A few years ago I learned something about myself. I learned that I didn’t like to miss out on new experiences. I live with a touch of anxiety about being on the sidelines. This hit us all with the full force of a comedy show on my wedding day. My wife, Kelly, and I were married in Cuba with a couple dozen of our best friends. For me, it was sensory overload of the best kind as we snorkelled, sang karaoke, and danced on a white sand beach.
But then came a fatal error: someone put me in charge of the menu, and it was a menu like none that I had ever seen. On our wedding day we sat down for our feast and the servers arrived to set down in front of everyone a full plate of baby eel salad. It looks just like it sounds. There, in front of all of us, including my seafood adverse bride, were mounds of little white eels with eyes staring blankly into the faces of my stunned guests. In a moment all eyes turned from the eels, to me. Today we laugh and squirm over the memory, but those eels were a window into my soul. There’s a term for this behaviour – FOMO – or Fear of Missing Out.

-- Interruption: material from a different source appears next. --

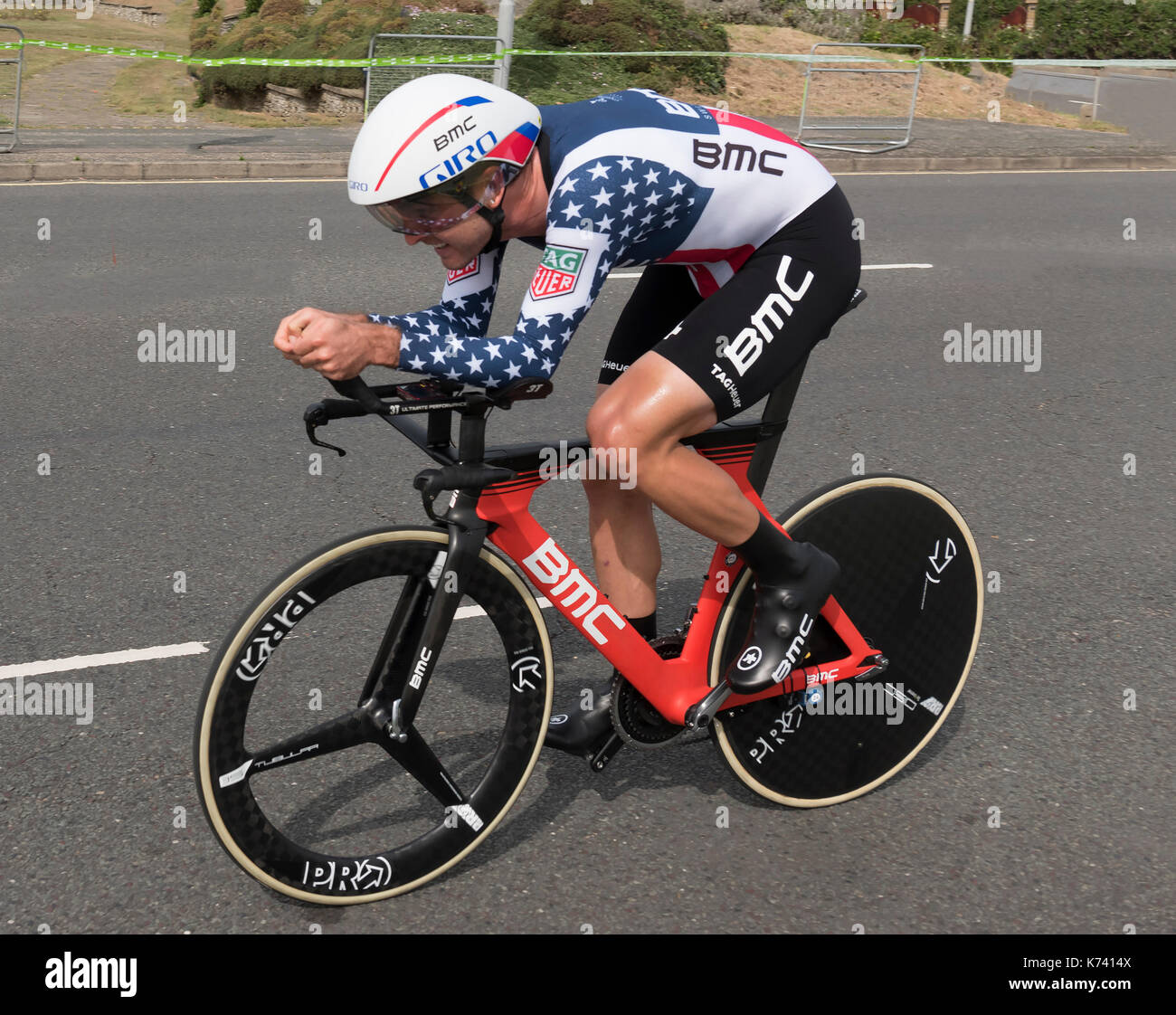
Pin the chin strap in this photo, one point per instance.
(494, 216)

FOMO is now a joke in our family when I’m eager to head out and try a new restaurant. I still love to experience new things, but I am learning to slow down and enjoy the moment with others. I do not have to rush to try something new, I can let an experience pass by without having to jump on board. Often it is the best choice I can make.
Our fear of missing out might not lead to a comedy of errors and a plate full of eels, but it may lead us to miss those people and relationships that are right in front of us. FOMO has a way of stealing us away from others. We cannot linger long with our neighbours because we have places to be. We cannot spend time with our kids skating on the frozen pond because we fear wasting an afternoon when we could be doing other things. Fear of Missing Out drives us to zip through our neighbourhoods and avoid spending our time on the small and beautiful local joys that are found all around us.
The opposite of the Fear of Missing Out is the Joy of Missing Out, or JOMO. We find joy when we slow down and recognize the value of missing out on one thing in favour of another. Missing out on our TV show in favour of playing LEGO with our kids is an example of JOMO. Or we can experience JOMO when we miss out on scrolling through social media in favour of spending the evening with a friend. JOMO is about making conscious decisions about letting go of those things we want to experience in favour of those meaningful moments and connections in our lives and neighbourhoods. JOMO is a gift, a fruit, that is nurtured in our lives and as we look in the mirror we may even smile and give thanks for all that we missed in exchange for the joy of who we are becoming.